# Mitsubishi C-Series/Sony DVD, HDMI problem



## Guest (Oct 8, 2008)

I replaced my old plasma tv with a WD-73C8 and for some reason my Sony DVP-CX995V will only work via component cables. I have reset everything, changed cables, etc.

When I plug in the DVD player the TV pops up the "Auto Input Sensing" screen and allows me to setup the device. I select DVD and DVD or DVD2 and I just get a solid blue screen on the TV. I press INPUT and reselect HDMI-1, screen goes black for a second, and then comes back blue. The upper left corner shows the HDMI-1 but it never show a signal type underneath it, like the usual 480i, 480p...1080p, etc.

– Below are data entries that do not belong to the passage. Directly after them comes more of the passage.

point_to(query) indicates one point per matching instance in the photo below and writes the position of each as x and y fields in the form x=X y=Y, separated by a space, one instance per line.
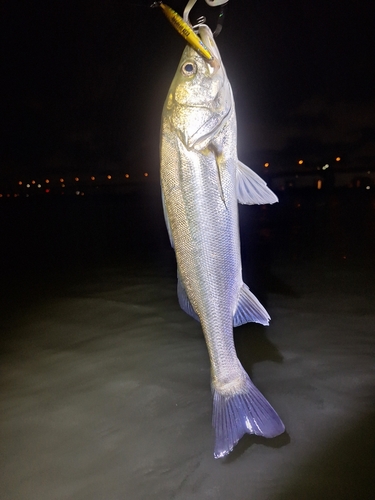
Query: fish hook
x=212 y=3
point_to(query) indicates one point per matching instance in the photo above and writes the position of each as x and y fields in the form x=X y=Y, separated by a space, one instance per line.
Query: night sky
x=84 y=81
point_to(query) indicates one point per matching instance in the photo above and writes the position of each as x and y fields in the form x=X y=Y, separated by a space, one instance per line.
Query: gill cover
x=200 y=98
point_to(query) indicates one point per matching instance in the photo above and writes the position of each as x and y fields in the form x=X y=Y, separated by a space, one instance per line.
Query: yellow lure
x=186 y=31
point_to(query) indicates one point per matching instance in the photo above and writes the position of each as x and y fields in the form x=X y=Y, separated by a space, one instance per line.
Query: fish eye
x=189 y=68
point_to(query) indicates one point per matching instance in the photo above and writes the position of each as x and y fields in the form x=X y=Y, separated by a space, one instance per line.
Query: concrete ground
x=105 y=391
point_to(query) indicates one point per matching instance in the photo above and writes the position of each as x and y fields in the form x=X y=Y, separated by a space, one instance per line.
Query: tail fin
x=237 y=414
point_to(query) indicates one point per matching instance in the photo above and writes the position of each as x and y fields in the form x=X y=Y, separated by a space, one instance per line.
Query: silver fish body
x=202 y=181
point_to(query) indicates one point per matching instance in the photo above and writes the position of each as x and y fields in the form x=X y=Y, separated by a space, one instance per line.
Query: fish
x=202 y=181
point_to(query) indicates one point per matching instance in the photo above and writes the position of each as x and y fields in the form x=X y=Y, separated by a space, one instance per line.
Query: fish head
x=200 y=98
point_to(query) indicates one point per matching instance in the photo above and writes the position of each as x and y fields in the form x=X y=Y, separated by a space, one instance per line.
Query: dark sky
x=84 y=81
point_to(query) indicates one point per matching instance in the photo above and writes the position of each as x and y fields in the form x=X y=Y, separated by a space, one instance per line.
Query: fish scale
x=202 y=181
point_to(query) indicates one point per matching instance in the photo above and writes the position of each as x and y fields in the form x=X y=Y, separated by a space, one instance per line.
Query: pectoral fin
x=251 y=189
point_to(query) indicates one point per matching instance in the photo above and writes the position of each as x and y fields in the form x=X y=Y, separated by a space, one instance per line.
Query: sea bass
x=202 y=181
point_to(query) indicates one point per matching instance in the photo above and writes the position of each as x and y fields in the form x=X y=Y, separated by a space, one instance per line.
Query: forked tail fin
x=245 y=412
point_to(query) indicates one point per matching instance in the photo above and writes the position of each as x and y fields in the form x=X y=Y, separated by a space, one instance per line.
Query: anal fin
x=249 y=309
x=184 y=301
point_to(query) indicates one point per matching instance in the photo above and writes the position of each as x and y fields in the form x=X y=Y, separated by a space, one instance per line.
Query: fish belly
x=201 y=207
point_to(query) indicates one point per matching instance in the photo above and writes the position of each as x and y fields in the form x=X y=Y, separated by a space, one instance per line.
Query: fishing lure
x=185 y=30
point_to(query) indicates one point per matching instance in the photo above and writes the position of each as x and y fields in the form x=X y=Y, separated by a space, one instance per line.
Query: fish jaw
x=198 y=176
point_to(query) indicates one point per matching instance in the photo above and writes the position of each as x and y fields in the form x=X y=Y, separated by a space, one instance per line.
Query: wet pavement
x=105 y=389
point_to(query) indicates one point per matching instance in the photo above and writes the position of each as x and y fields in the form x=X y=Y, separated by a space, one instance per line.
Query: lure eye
x=189 y=68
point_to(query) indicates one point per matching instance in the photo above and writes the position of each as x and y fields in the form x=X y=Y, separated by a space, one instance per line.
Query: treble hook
x=212 y=3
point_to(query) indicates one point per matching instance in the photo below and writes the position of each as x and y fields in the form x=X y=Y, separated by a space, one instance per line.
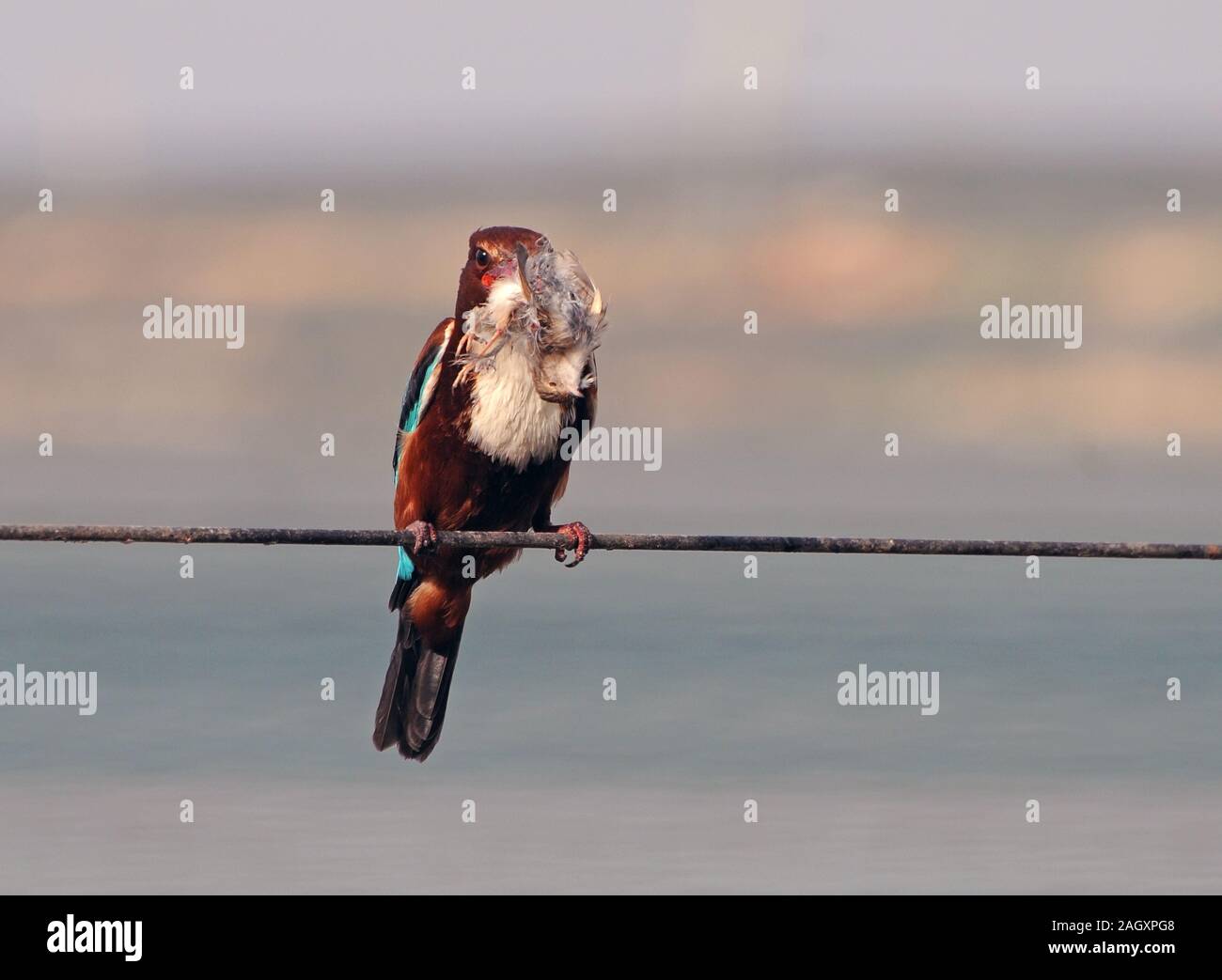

I have tried multiple cables and also HDMI-2 and 3. I have a PC that connects via HDMI and it works just fine on any HDMI port.

I set the DVD player to 16x9 and HDMI Auto, and nothing. 16x9 and 1080i, nothing. 16x9 and 720p, nothing. Component output works fine, but it only supports 480i or 480p, upscaling works only via HDMI and it worked fine on my old plasma.

I'm at a loss. What have I missed?


----------



## eugovector (Sep 4, 2006)

Is your set HDCP compatible?


----------



## Guest (Oct 9, 2008)

eugovector said:


> Is your set HDCP compatible?


Yes, it say's that it is.

HDMI

- supports copy protection (HDCP)
- supports category 2 HDMI 1.3
- HDMI inputs are SimplayHD certified
- supports CEC compatible devices


----------



## eugovector (Sep 4, 2006)

When you connect via HDMI and get the blue screen, do you get any audio? How about when you connect the player with no disc in it, do you get any sort of picture?


----------



## Guest (Oct 9, 2008)

eugovector said:


> When you connect via HDMI and get the blue screen, do you get any audio? How about when you connect the player with no disc in it, do you get any sort of picture?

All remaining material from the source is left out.